«Huele a podrido el IAC», sobre el despojo de tierras a los Mapuche -Tehuelche

El docente e investigador Jorge Spíndola, quien en 2005 integró la Secretaría de Derechos Humanos de la provincia y acompañó a una comisión investigadora sobre la apropiación de tierras, aporta un relato que testimonia que las maniobras fraudulentas del organismo no son nuevas, sino parte de una práctica que se arrastra desde hace años.

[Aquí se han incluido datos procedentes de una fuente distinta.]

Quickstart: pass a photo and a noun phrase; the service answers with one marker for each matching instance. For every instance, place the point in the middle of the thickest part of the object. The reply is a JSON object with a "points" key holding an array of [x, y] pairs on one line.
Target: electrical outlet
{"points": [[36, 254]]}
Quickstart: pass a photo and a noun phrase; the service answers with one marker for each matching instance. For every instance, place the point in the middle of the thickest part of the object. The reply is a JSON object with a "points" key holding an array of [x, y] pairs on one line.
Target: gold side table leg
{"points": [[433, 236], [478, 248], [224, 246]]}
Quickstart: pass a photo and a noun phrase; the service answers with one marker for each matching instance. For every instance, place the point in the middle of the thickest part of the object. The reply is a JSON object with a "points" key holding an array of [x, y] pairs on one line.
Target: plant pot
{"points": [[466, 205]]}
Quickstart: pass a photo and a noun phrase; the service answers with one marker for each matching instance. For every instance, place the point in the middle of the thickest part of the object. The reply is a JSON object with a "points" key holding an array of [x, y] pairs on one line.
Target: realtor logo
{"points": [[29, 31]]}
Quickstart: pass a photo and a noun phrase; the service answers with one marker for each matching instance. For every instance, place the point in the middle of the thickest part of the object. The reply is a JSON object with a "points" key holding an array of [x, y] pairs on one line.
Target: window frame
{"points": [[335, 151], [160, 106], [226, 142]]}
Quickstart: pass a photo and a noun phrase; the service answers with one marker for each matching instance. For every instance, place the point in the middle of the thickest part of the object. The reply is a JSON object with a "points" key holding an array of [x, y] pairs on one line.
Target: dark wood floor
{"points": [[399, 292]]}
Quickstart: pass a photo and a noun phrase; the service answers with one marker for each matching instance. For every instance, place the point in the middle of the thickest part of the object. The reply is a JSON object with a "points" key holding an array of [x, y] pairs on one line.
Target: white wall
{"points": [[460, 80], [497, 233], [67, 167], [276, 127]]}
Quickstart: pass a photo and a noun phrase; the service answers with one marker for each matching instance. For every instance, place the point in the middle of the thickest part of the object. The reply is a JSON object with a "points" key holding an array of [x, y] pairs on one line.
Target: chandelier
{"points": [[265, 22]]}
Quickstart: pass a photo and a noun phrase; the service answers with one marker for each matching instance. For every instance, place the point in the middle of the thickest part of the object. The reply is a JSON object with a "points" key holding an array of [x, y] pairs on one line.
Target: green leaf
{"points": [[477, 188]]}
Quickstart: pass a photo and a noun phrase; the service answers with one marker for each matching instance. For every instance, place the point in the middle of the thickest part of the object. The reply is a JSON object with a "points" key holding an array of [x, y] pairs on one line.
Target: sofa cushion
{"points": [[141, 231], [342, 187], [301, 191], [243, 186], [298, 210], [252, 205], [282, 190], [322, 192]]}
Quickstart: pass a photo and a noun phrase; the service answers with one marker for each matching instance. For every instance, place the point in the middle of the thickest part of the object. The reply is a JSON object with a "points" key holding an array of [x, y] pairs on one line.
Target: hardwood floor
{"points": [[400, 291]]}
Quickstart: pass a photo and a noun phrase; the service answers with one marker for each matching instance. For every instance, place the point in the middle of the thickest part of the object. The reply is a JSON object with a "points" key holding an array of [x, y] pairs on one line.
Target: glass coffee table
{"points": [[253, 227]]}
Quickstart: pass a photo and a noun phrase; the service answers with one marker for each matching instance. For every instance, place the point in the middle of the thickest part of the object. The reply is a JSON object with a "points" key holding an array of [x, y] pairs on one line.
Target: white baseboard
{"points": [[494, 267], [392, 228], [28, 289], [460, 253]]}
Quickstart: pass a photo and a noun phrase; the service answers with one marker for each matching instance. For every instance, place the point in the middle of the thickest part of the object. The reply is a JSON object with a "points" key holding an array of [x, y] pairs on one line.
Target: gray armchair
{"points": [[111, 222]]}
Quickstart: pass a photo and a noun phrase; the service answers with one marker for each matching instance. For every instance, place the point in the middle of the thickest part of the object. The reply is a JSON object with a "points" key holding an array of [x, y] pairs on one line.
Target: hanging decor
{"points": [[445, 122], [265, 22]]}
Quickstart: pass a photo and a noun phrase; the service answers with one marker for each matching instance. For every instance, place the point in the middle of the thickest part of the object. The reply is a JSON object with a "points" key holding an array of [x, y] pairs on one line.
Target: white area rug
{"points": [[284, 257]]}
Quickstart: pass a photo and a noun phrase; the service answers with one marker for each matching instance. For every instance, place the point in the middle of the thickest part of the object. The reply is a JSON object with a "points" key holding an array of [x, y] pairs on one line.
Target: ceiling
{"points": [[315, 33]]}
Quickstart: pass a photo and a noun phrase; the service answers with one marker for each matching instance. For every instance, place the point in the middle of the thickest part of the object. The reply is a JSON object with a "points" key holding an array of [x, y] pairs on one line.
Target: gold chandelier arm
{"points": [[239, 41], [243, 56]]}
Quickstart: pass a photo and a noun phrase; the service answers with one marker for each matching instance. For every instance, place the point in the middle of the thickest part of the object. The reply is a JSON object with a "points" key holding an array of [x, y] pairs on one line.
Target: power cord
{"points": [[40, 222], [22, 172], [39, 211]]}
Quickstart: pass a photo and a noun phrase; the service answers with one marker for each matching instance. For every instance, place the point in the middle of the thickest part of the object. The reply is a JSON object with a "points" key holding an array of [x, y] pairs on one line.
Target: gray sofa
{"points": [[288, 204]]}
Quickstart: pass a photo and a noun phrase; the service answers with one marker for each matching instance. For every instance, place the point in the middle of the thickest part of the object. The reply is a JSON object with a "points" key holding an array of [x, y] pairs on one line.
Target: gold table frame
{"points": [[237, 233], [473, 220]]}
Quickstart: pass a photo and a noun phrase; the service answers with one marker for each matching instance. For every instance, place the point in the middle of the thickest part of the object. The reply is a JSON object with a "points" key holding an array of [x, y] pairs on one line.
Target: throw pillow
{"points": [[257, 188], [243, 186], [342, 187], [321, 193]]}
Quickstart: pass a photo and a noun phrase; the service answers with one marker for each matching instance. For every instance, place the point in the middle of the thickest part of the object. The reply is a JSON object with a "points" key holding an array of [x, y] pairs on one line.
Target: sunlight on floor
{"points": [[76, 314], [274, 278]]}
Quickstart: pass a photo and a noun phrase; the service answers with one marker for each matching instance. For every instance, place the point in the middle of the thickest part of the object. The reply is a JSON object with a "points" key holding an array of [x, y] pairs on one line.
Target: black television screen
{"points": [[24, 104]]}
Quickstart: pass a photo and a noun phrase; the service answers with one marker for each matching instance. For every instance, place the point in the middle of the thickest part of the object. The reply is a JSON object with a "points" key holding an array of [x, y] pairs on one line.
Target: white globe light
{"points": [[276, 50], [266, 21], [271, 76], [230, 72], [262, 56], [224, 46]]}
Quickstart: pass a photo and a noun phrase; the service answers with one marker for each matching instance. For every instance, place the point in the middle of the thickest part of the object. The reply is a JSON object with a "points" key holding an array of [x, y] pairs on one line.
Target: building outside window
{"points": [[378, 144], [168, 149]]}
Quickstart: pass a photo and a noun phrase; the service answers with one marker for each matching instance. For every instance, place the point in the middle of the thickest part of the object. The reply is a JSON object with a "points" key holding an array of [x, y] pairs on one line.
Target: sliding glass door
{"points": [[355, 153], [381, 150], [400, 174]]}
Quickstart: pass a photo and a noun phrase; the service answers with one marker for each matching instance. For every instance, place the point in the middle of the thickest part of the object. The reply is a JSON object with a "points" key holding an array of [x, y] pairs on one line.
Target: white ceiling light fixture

Hace unos días se dieron dos hechos escandalosos que involucraron la detención, en la misma jornada, de dos referentes mapuche: Susana Martín y Eusebio Antieco. Paralelamente, se difundía que el exfutbolista y empresario Aldo Duscher había adquirido supuestos derechos de ocupación sobre tierras de la comunidad mapuche en Gualjaina, y que el IAC, organismo encargado de regularizar la tenencia de tierras fiscales, le había otorgado los permisos necesarios para apropiarse de 600 hectáreas por la irrisoria suma de 3,4 millones de pesos.
Huele a podrido el IAC
Es larga la historia del despojo. Siempre difícil de desarmar, sobre todo cuando entramos en las lógicas del Estado provincial de Chubut y sus organismos paridos y habitados por la corrupción como el IAC. Un verdadero prostíbulo en manos de leguleyos, políticos, estancieros, comerciantes, oportunistas y funcionarios racistas que hicieron su carrera y fortuna lamiendo los bolsillos del poder.
Pude ver de cerca esa mugre cuando me involucré en la defensa de algunas causas de despojo de tierra como la de Agustina Huentelaf y Carlos Currumil (yem), en la zona de Gastre. En 2005 tuve que ir decenas de veces en nombre de la Secretaría de Derechos Humanos para que me dejaran ver un expediente, viciado de actos fraudulentos, con huellas dactilares truchas, fraguadas en «respetadas escribanías».
Pude ver de cerca cómo esos mismos funcionarios recibían en sus despachos a los abogados del poder, a los que venían de parte de, a los hijos de, el yerno de fulano, el suegro de aquel, el primo del diputado tal. Mientras en el hall de entrada decenas y decenas de paisanos mapuche esperaban meses para ser atendidos.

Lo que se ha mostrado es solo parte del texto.